Coworking, Practice Groups, Project Consulting & Coaching

This work is for practicing evaluators who share a desire to transform evaluation towards practices that disrupt rather than maintain the status quo. Metaevaluation is the practice of evaluating an evaluation. In our 2024 Core Concepts in Evaluation chapter, Dr. Tiffany Tovey and I laid out the case for writing a new story about what metaevaluation can be. The old story, largely defined by the white, male standard bearers of the field, calls for an overly technocratic, impractical, retrospective process that serves the needs of funders and largely inspires anxiety and apathy towards the entire practice. It’s an outdated view on what should be a lively, ongoing reflective practice.

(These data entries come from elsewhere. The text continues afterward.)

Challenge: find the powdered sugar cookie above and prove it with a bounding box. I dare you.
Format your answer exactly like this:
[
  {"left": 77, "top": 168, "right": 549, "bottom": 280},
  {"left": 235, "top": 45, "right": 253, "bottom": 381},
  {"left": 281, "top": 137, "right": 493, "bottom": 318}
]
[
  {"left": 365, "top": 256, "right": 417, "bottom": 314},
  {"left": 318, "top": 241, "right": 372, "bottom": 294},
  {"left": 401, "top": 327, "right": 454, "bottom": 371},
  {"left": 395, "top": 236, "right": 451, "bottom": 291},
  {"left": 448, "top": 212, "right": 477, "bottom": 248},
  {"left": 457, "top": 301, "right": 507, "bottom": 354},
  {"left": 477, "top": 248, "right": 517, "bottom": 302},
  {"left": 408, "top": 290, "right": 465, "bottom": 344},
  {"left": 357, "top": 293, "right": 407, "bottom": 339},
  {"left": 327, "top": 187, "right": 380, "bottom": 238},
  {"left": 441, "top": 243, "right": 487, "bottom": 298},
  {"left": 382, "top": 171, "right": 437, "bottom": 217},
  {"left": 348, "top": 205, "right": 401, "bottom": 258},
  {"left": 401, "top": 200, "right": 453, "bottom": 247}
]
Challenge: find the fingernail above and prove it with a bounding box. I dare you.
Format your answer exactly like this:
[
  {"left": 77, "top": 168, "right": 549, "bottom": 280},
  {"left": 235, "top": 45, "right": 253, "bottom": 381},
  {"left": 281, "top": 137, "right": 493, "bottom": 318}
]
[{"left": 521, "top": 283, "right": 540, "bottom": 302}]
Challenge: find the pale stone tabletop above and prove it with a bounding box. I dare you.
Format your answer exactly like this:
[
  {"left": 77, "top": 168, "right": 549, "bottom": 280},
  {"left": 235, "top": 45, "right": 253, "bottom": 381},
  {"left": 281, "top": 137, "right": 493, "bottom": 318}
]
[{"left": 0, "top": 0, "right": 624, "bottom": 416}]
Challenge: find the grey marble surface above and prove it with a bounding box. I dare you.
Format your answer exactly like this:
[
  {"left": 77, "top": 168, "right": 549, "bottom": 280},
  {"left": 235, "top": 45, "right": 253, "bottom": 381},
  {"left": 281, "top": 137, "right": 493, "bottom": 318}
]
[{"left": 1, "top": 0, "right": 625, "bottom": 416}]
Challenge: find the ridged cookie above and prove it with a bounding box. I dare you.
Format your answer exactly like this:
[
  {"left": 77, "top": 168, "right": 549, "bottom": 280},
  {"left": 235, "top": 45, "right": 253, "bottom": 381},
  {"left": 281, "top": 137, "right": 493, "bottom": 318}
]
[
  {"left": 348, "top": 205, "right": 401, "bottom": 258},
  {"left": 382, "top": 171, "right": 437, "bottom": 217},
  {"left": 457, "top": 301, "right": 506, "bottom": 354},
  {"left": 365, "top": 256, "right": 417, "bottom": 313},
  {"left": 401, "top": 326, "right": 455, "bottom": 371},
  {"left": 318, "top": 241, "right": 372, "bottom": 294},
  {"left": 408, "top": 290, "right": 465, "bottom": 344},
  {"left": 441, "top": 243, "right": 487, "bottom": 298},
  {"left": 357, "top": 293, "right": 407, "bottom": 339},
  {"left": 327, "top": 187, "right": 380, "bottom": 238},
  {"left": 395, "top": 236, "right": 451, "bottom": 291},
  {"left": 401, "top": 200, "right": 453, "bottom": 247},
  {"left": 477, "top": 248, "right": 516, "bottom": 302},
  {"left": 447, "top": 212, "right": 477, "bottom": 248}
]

In that chapter, we issued a call to action - “Evaluators themselves must take up the charge and practice metaevaluation with intention.” We envisioned a new story for metaevaluation, one that encompasses many practices and is met with humility and compassion. An ongoing and iterative practice that individuals and teams can engage in through principled reflection. 

“Our aim is for the new story of metaevaluation to start to interrogate this systemic and historical past through the lens of continuous improvement, wiser practice, and contribution to a more just society. In a sense, we aim to liberate metaevaluation and break it free from these socialized structures (Harro, 2000).” 

~ Tovey & Smith, 2024

A New Story for (Meta)Evaluation

Read the paper and hear our Call to Action!

In early 2022, a team of editors put out a call for proposals for a book to be entitled Core Concepts in Evaluation. Each chapter was intended to be a modern commentary on “classic” writings in evaluation. We were drawn to respond to Stufflebeam’s original manuscript on Metaevaluation for a section called “Evaluation is a reflexive practice: evaluation can and should be evaluated.” Over the course of the next year, Tiffany and I met regularly to discuss and write this piece on metaevaluation as a reflective practice. A similar version was published by Sage in 2024.

We share this version here because we believe academic literature should be free and accessible. We believe the field of evaluation is in critical need of a revolution. This might feel like an uncomfortable truth, but -- evaluation is political. The current political paradigm in the US would have us believe that politics can only be described in binary terms (left/right). Instead, we offer a politic grounded in love and collective liberation. A politic that seeks to restore and repair connection to ourselves, to each other, to community, to nature. A politic that restores dignity and belonging. A politic that is grounded in our interdependence. A politic that includes everyone and leaves nobody out. Instead of the current divisive and harmful binary, we invite a paradigm shift into a cycle of liberation (Harro, 2000).